The unfortunate customer also told me their MSP had suggested they’d be better off moving from 1Gbps network mode to 10Gbps Direct SAN Access & Storage Snapshots on their NetApp, sold them a brand new, beefy server for Direct SAN Access, all the NetApp & Veeam licenses as well for Storage Snapshot functionality. Then, on day 1 of implementation, did a complete reversal and said actually it doesn’t make sense to do it and advised them to remain with 1Gbps Network mode, because “it’s easier & safer”. 🤯


As for me, the strangest behaviour I’ve witnessed is people having a very “defeatist” attitude towards issues in Veeam.

 

They have VSS issues in the VM? They disable application aware processing for the VM or set it to try and ignore failures (bonus points when this is one of the most mission critical servers).

Getting issues with VMware Tools services not starting in SureBackup? Disable the test for this!

 

My absolute favourite: Don’t understand how SureBackup works?

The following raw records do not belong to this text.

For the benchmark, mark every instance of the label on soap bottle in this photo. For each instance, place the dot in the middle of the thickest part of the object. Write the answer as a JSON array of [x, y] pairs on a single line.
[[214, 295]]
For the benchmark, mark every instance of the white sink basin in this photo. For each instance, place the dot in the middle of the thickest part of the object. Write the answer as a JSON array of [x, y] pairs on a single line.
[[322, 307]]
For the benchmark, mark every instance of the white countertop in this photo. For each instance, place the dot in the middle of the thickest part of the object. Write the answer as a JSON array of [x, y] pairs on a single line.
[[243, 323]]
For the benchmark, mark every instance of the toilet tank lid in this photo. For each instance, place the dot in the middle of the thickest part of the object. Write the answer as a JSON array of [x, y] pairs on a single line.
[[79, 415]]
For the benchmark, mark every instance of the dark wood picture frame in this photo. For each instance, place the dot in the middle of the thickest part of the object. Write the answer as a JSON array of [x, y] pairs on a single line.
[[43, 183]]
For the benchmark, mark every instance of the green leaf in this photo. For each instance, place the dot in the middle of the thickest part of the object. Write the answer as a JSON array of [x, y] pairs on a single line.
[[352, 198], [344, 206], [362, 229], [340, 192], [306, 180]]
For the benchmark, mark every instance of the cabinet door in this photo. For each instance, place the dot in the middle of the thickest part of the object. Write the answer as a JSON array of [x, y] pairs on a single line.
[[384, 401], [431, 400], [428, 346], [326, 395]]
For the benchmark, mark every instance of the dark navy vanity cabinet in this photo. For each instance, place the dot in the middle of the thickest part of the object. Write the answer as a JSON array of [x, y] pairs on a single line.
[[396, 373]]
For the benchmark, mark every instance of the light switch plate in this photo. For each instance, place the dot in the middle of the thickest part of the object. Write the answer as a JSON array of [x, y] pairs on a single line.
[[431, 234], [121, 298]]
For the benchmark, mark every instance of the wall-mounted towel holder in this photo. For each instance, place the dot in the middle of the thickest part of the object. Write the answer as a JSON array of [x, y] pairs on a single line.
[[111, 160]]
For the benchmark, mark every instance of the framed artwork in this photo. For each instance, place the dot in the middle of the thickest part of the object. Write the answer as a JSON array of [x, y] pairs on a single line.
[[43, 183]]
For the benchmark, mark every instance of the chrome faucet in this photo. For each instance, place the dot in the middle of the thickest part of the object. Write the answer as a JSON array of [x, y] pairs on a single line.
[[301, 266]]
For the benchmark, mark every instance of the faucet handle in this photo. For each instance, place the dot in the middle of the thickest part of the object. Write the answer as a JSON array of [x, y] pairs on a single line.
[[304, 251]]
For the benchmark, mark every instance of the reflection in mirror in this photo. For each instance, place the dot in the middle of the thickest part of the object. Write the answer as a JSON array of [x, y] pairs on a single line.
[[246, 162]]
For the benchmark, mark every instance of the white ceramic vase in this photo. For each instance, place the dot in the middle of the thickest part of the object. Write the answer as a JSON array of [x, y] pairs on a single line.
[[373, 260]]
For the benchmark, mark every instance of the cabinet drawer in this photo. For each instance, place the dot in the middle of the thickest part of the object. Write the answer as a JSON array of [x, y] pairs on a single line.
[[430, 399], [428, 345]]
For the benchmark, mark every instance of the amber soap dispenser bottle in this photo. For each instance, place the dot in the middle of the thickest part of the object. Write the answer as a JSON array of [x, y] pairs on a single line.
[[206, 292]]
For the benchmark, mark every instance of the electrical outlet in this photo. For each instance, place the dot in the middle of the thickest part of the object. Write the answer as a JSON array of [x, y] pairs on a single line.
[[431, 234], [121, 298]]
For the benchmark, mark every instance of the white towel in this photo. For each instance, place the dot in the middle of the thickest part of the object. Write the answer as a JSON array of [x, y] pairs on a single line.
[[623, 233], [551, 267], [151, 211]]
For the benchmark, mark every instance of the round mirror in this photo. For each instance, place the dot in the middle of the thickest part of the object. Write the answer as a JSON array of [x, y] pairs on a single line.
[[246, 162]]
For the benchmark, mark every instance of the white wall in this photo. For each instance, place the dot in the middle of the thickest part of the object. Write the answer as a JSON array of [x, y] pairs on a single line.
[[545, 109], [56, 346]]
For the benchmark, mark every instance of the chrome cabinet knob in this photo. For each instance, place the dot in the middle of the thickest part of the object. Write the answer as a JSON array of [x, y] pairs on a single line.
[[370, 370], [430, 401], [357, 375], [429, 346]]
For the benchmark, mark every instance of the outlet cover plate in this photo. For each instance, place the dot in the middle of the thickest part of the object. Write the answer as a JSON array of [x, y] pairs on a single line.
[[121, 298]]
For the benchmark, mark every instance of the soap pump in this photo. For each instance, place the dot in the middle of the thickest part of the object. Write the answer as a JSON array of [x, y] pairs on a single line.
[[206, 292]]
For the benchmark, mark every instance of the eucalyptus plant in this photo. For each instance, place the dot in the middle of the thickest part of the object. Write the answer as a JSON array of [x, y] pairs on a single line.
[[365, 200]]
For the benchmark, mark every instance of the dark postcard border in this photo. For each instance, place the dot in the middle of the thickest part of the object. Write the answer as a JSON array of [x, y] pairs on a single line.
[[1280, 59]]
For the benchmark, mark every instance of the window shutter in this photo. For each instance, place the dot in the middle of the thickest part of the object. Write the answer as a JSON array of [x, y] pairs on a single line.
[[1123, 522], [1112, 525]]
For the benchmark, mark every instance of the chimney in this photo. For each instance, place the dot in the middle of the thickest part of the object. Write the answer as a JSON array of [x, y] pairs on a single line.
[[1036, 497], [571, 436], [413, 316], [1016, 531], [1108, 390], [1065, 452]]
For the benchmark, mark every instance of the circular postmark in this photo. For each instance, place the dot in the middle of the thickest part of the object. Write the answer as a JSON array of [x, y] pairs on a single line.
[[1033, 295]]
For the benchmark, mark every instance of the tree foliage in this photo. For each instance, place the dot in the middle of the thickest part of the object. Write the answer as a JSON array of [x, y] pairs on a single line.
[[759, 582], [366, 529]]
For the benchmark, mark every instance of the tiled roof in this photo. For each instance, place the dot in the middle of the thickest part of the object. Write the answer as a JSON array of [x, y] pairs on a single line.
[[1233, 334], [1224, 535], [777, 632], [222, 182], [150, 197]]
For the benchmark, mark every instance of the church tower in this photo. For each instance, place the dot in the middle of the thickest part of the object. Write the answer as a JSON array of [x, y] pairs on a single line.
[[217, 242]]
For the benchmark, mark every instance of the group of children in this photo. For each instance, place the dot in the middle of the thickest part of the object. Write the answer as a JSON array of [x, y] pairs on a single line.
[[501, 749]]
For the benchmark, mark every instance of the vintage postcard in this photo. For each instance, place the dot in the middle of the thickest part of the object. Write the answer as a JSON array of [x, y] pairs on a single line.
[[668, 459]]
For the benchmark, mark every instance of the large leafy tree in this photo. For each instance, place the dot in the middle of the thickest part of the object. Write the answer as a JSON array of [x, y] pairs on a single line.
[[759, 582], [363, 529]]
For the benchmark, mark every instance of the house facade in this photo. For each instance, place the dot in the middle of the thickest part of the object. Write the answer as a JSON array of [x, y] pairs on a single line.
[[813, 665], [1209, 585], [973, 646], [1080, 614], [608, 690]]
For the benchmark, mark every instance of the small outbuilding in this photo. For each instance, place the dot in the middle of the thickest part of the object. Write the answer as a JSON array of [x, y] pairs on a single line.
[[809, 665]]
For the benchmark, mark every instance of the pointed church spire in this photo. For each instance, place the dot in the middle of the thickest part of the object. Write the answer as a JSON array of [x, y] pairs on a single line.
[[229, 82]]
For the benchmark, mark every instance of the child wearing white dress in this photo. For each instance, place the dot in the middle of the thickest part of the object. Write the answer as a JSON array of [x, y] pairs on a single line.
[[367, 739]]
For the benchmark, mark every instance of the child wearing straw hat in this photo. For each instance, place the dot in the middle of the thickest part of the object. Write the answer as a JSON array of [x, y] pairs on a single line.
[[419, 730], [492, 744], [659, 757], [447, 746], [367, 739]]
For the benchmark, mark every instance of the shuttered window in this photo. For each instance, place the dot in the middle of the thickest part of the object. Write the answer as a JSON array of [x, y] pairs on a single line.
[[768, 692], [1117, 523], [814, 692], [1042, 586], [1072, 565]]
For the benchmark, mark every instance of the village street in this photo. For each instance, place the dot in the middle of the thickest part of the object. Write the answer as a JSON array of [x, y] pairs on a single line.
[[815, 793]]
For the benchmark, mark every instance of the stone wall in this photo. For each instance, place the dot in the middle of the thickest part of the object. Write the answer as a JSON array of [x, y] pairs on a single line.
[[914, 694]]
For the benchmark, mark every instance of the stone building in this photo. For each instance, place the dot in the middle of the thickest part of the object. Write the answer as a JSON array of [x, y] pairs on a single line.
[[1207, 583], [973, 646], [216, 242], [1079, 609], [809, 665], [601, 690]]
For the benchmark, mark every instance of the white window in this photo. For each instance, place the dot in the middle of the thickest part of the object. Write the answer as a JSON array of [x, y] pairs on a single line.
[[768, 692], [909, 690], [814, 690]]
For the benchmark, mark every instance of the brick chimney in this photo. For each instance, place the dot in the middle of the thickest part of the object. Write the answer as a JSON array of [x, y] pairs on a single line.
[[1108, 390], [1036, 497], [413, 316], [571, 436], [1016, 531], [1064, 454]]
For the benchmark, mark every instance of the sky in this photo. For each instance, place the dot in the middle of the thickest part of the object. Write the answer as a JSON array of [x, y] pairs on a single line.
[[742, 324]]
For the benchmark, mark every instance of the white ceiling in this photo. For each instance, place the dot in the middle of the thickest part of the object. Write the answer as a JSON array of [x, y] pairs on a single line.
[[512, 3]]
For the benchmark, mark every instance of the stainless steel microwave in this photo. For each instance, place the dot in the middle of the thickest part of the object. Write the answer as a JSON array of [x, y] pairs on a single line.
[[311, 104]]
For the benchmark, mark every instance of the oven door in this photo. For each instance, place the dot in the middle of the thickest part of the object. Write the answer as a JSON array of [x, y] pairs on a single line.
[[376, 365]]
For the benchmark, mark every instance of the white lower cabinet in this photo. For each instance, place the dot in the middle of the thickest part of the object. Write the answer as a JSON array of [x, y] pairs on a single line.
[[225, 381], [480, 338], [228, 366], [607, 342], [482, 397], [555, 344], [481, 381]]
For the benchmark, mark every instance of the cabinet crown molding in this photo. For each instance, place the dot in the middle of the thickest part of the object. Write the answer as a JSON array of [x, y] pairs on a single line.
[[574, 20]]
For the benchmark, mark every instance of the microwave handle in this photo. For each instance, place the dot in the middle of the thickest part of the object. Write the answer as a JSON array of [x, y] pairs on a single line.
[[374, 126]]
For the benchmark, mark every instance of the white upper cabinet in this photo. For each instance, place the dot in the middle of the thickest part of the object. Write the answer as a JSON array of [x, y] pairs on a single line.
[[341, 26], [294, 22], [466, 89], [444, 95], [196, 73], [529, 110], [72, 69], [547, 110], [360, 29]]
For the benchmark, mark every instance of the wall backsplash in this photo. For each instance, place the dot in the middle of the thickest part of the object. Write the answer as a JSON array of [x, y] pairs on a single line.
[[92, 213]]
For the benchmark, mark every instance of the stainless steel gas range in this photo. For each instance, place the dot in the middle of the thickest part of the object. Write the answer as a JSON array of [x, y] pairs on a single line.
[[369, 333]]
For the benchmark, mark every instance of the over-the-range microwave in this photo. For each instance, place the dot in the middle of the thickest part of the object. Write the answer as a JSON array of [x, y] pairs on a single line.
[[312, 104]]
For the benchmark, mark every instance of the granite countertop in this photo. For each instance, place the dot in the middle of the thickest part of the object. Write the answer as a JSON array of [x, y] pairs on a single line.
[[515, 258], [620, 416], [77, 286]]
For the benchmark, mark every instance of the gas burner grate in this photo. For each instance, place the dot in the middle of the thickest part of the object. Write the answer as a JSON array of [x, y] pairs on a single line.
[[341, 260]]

Don’t read about it, just don’t implement it 😩

 

Ive had customers amazed that Veeam could do stuff like instant VM recovery as they’ve had an MSP forcing them to do entire VM restores, quick rollback will not help when your blocks have nearly all been changed by ransomware!

Excellent colocations Michael!


Not testing or having test environments is something I see often.  I went to a new company and they had Veeam, SRM, and a bunch of other great DR software with a fully mirrored site for hardware, Flash SANS, the works.

 

There was no test groups, and no tests preformed. I created some test SAN volumes, VM’s and SRM jobs and not only did it fail when run, it really did a number on it. Turns out there were some significant networking issues that were never realized.  It took 2 minutes to find the issue, and a while to resolve, but it’s so much easier when it’s not a site down disaster. 

 

They were planning to do a full scale test as well which would have also been a nightmare involving 100’s of TB of stuck data at the DR site with volumes no longer syncing.

 

This goes for testing backups and documentation for everything as well. It is so much easier to not figure this stuff out at 4 AM when everyone is in a panic.